There are three kinds of modules in Modula:

  • Atoms are modules that have weights and where the attributes are hand-declared, e.g. modula.atom.Linear;
  • Bonds are modules without weights and where the attributes are hand-declared, e.g. modula.bond.GELU;
  • Compounds are modules built by combining atoms and bonds---their attributes are inferred automatically, e.g. modula.compound.GPT.
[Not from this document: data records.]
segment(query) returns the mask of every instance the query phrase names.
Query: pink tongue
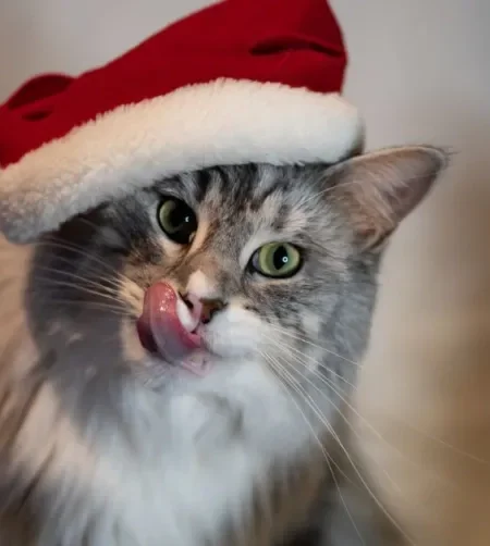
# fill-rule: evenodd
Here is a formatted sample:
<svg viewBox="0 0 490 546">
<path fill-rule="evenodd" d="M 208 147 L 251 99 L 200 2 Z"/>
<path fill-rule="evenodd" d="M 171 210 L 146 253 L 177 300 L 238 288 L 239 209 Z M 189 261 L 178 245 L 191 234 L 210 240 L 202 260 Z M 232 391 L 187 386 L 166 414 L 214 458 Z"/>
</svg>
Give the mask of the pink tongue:
<svg viewBox="0 0 490 546">
<path fill-rule="evenodd" d="M 169 363 L 179 363 L 196 373 L 204 373 L 200 337 L 188 332 L 179 319 L 177 295 L 168 283 L 157 283 L 145 294 L 138 332 L 146 348 L 158 352 Z"/>
</svg>

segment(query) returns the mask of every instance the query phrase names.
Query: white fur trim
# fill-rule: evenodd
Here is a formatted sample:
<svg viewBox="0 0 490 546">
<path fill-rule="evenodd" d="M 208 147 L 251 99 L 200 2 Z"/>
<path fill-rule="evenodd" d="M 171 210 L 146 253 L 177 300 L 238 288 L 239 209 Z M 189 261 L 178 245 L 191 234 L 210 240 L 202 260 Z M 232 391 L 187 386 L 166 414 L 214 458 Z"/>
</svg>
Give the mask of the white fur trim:
<svg viewBox="0 0 490 546">
<path fill-rule="evenodd" d="M 26 243 L 101 202 L 217 164 L 333 163 L 364 138 L 336 94 L 220 79 L 123 106 L 0 172 L 0 229 Z"/>
</svg>

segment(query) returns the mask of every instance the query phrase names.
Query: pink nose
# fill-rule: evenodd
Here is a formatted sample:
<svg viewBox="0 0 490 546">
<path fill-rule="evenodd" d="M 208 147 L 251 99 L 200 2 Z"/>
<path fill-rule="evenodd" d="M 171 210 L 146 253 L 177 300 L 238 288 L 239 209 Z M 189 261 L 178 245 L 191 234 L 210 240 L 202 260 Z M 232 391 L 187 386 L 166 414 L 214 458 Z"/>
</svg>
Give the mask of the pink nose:
<svg viewBox="0 0 490 546">
<path fill-rule="evenodd" d="M 224 308 L 220 299 L 199 298 L 192 293 L 181 294 L 182 300 L 187 306 L 193 319 L 201 324 L 208 324 L 218 311 Z"/>
</svg>

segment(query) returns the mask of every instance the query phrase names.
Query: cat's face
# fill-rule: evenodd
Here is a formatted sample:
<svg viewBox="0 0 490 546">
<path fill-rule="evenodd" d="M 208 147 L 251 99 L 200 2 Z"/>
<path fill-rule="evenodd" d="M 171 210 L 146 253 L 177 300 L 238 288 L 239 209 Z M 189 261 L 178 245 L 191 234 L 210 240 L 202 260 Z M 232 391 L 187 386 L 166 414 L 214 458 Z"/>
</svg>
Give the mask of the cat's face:
<svg viewBox="0 0 490 546">
<path fill-rule="evenodd" d="M 37 331 L 58 351 L 83 346 L 90 373 L 182 380 L 189 372 L 180 360 L 196 352 L 218 368 L 260 362 L 292 388 L 336 384 L 343 392 L 369 326 L 372 248 L 437 174 L 439 152 L 396 153 L 330 171 L 244 165 L 188 173 L 75 219 L 39 246 L 32 277 L 42 314 Z M 381 176 L 389 166 L 391 184 Z M 414 174 L 426 182 L 406 193 L 403 178 Z M 405 191 L 401 208 L 396 184 Z M 175 320 L 199 342 L 172 362 L 161 346 L 176 335 L 173 326 L 166 331 L 158 318 L 142 326 L 142 317 L 160 312 L 158 301 L 148 302 L 158 287 L 173 293 Z"/>
</svg>

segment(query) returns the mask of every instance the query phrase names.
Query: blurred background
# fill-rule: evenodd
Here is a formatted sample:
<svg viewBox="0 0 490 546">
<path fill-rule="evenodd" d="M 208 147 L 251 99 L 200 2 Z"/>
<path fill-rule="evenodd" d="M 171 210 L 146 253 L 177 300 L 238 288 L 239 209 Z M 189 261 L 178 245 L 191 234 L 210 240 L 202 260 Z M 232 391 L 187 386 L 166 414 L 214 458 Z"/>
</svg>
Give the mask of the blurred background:
<svg viewBox="0 0 490 546">
<path fill-rule="evenodd" d="M 105 63 L 207 3 L 3 0 L 0 102 L 38 72 Z M 353 414 L 359 446 L 380 500 L 415 544 L 488 546 L 490 2 L 331 4 L 351 55 L 345 95 L 365 115 L 368 147 L 456 152 L 387 256 Z"/>
</svg>

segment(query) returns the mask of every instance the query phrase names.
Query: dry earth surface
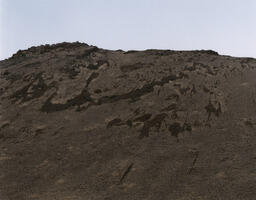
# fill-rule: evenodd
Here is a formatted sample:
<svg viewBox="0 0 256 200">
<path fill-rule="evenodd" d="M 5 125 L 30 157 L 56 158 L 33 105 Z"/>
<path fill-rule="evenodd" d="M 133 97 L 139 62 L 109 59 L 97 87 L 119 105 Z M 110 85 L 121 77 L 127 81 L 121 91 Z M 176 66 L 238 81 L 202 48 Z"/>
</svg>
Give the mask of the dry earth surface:
<svg viewBox="0 0 256 200">
<path fill-rule="evenodd" d="M 1 200 L 256 199 L 256 60 L 31 47 L 0 61 Z"/>
</svg>

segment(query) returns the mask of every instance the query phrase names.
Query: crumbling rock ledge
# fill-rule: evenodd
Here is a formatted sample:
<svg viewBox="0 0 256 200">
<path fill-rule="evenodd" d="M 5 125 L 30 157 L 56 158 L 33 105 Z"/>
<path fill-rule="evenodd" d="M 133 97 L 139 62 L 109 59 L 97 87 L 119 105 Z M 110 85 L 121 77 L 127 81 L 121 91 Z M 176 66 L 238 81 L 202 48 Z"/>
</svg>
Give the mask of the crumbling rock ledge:
<svg viewBox="0 0 256 200">
<path fill-rule="evenodd" d="M 20 50 L 0 61 L 0 199 L 255 199 L 255 77 L 212 50 Z"/>
</svg>

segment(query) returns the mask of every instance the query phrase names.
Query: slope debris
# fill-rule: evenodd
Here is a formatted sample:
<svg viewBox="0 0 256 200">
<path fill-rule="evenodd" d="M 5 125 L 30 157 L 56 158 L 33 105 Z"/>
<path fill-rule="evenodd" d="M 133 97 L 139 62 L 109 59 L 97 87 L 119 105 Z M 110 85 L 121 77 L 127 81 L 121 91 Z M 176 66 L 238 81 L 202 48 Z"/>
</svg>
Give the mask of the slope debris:
<svg viewBox="0 0 256 200">
<path fill-rule="evenodd" d="M 0 199 L 256 196 L 256 59 L 59 43 L 0 61 Z"/>
</svg>

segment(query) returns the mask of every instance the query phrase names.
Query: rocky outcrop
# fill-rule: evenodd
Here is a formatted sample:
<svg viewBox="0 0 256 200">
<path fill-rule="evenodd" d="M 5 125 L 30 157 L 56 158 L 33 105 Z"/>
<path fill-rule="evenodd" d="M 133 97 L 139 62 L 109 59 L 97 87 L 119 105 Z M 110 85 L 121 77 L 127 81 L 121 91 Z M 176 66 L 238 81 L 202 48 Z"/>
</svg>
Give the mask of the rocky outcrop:
<svg viewBox="0 0 256 200">
<path fill-rule="evenodd" d="M 60 43 L 0 61 L 0 199 L 254 199 L 256 60 Z"/>
</svg>

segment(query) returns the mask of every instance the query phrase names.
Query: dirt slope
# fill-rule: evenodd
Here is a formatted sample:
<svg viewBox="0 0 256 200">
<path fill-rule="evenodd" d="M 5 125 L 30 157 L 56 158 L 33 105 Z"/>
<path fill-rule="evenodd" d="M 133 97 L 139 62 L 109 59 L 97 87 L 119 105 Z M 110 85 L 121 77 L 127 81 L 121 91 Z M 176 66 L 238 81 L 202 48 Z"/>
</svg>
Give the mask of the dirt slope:
<svg viewBox="0 0 256 200">
<path fill-rule="evenodd" d="M 32 47 L 0 62 L 1 200 L 254 200 L 256 60 Z"/>
</svg>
We provide the following basic operations for building compounds:

M_2 @ M_1     # composes module M_2 with module M_1
(M_1, M_2)    # acts as a tuple module in any further composition
M_1 + M_2     # returns the module sum
a * M         # multiplies module M by scalar a
M ** L        # returns the Lth iterate of module M, i.e. M @ M @ ... @ M

So, for example, the following residualize function takes a block module block and a depth L and returns a resnet with this block:

from modula.bond import Identity
residualize = lambda block, L : ((1 - 1/L) * Identity() + 1/L * block) ** L

The point of all this is that you can build a complicated compound module m, and all module attributes will be automatically inferred. Then during training, you can call m.normalize on the Adam or SGD updates, and the learning rate will automatically transfer when scaling the architecture.

Repository structure

.
├── assets                          # figures, logos and such
    └── ...
├── examples
│   ├── hello-world.py              # simple training loop
│   ├── gradient-accumulation.py    # gradient accumulation for large batch training
│   └── multi-gpu.py                # multi GPU training with torch.distributed
├── modula
│   ├── __init__.py
│   ├── abstract.py                 # basic definitions: composition & concatenation, etc.
│   ├── atom.py                     # modules with weights: linear, conv2d etc.
│   ├── bond.py                     # modules without weights: ReLU, FunctionalAttention, etc.
│   ├── compound.py                 # derived modules: GPT, ResNet, etc.
│   └── vector.py                   # class for storing weight vectors
├── paper                           # code associated with the arXiv paper
    └── ...
├── LICENSE                         # MIT license
├── README.md                       # this file
└── setup.py                        # pip package stuff

BibTeX

If Modula is useful in your research, consider citing our paper:

@article{modula,
  author  = {Tim Large and Yang Liu and Minyoung Huh and Hyojin Bahng and Phillip Isola and Jeremy Bernstein},
  title   = {Scalable Optimization in the Modular Norm},
  journal = {arXiv:2405.14813},
  year    = 2024
}

Acknowledgements

The design of Modula was influenced by μP, autobound, AGD and PyTorch itself.

License

Modula is released under an MIT license.